Brief: Christmas Traditions

I’m spending this Christmas in the Philippines with my girlfriend and her family. Traditions for these couple of days tend to be fairly similar for those who celebrate, but the differences are what make us who we are.

On Christmas Eve, it is her family’s tradition to go to her grandmother’s house for dinner, sing Christmas carols, and open presents. This year, the routine is slightly modified to accommodate a Secret Santa gift-giving circle that her brother devised for the younger generation, but as a whole it will remain the same. Christmas Day, we’ll be going to mass, having a big breakfast at a restaurant, and coming back to the house to avoid Manila’s infamous traffic and to watch movies.

My family’s tradition has changed quite a bit over the years. It used to be that we would have my grandmother and maybe one or two close friends over for dinner on Christmas Eve, and then there would be drinks for the adults afterward. Over the years, more and more friends found their way to our house until about ten years ago. At that point, my parents couldn’t do dinner for all those people, and just made Christmas Eve a night of drinks and finger foods, including fresh tamales, which they would pick up from various Mexican grocers. At the end of the night, when everyone had gone home, we would put on The Big Lebowski and have one last drink for the night–just the three of us. Now that this thing tends to run later, and my visits home have become rarer, the movie portion has gone away. The night has also changed to the weekend before, so that people don’t have to go visit relatives hungover the next day. Christmas Day has always seen us opening presents while snacking on a small breakfast, and then making our way to my grandmother’s house for a late lunch, which stretches well into dinner time.

Whatever your tradition, if you celebrate, have a Merry Christmas!

See you tomorrow for the final day of the blogging challenge!


I’m going to leave you, tonight, with a recipe my friend Art shard with me some time ago. It’s Christmassy as hell.

Charles Dickens Punch

  • 1 packed cup brown sugar
  • 2 cups dark rum (Gosling’s or any other black rum works great)
  • 1/2 cup brandy
  • Juice of 3 lemons
  • 4 cups very hot water (not quite boiling)

His instructions:

In a 4-quart saucepan combine the sugar, rum, and the brandy.
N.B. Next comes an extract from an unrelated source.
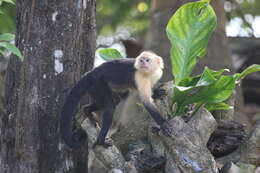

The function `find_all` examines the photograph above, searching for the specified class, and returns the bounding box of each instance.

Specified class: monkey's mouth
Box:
[141,65,148,69]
Warm over low heat. Be sure there’s no exhaust fan running. Light the liquid [on fire, not with a lamp]. When the flames have gone out, squeeze in the lemon juice and add the water. Stir. Cover completely and cook for just a few minutes. Serve warm or over ice.

An addendum:

You don’t really have to light the booze on fire if you don’t want to. It’s dangerous and requires careful attention, since alcohol flames can be hard to see in a well lit room. Not using fire, however, will increase the alcohol content of the punch. Regardless, be very careful. This is strong drink and not for the novice drinker.

A second addendum:

If you like, especially if you didn’t choose to play around with fire, you can mix this concoction with hot, spiced apple cider for a pleasant and less alcoholic holiday quaff. It still may knock you on your ass, though. Just so you know.